Muller, despite seeming to be immune to the niggles which plague other players, is fit and firing but feeling the strain.

“We tried to play like we did in the [World Cup] final,” he said after a narrow 2-1 win over Wolfsburg, where Bayern were perhaps lucky not to throw away a two-goal lead. “We didn’t have much preparation because of the World Cup. There hasn’t been a lot of training.”

In Guardiola, they have the perfect coach to have a successful season, though. In 2010-11, he won La Liga at a canter and triumphed in the Champions League with eight players who had gone the distance with Spain in South Africa the previous summer and he acknowledges that he must lift his weary stars.

“It’s not the first time I’ve needed to master such a situation,” he said knowingly in July. This time, though, he has other nationalities to contend with, Arjen Robben and Dante having represented Netherlands and Brazil until the final weekend of action.

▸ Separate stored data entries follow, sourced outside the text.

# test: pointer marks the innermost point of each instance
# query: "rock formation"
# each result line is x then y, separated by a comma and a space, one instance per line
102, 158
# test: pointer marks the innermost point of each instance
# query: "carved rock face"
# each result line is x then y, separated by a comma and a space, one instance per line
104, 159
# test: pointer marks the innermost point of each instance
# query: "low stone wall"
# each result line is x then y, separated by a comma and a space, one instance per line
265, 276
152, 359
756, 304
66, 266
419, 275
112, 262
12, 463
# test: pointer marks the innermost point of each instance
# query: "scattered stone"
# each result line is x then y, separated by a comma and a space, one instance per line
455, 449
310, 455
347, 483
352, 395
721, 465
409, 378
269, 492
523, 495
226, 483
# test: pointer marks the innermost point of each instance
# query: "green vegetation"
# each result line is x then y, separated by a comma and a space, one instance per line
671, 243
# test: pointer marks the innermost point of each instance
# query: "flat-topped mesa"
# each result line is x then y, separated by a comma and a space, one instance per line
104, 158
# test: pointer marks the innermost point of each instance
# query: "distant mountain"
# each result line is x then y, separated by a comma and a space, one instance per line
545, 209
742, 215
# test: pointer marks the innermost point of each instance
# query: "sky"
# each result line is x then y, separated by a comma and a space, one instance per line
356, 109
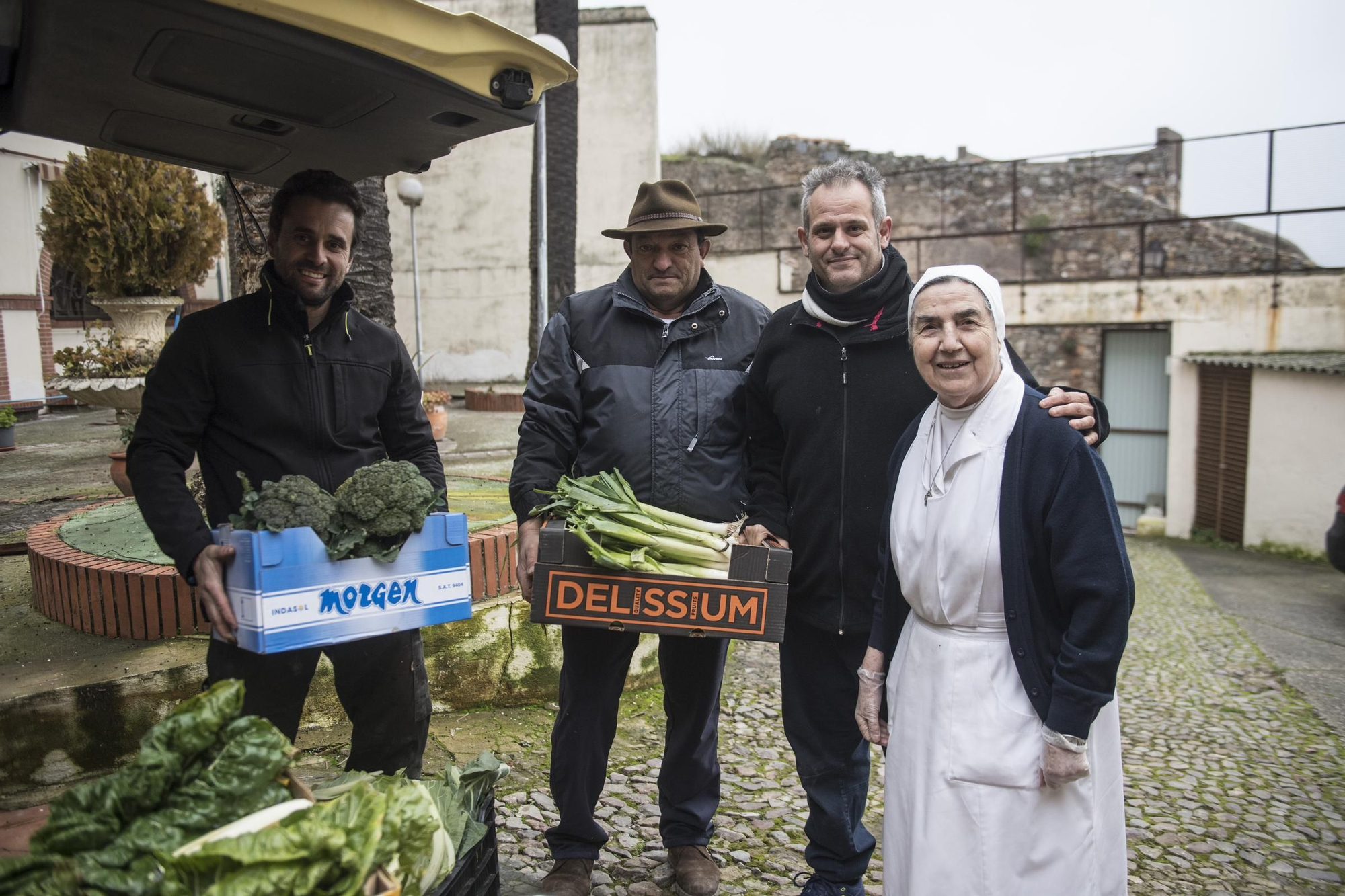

Wednesday’s game against Manchester City at the Allianz Arena represents the most daunting clash they have faced yet in 2014-15. Their record against top sides last term left a lot to be desired and, going into the penultimate year of Guardiola’s contract, there is a requirement for his side to deliver in Europe after their humiliation at the hands of Real Madrid in April.

Lahm has recognised the need to step up, admitting that Bayern “need to find another gear on Wednesday.”

History may be against them this season, but Bayern have never had any problems with breaking records.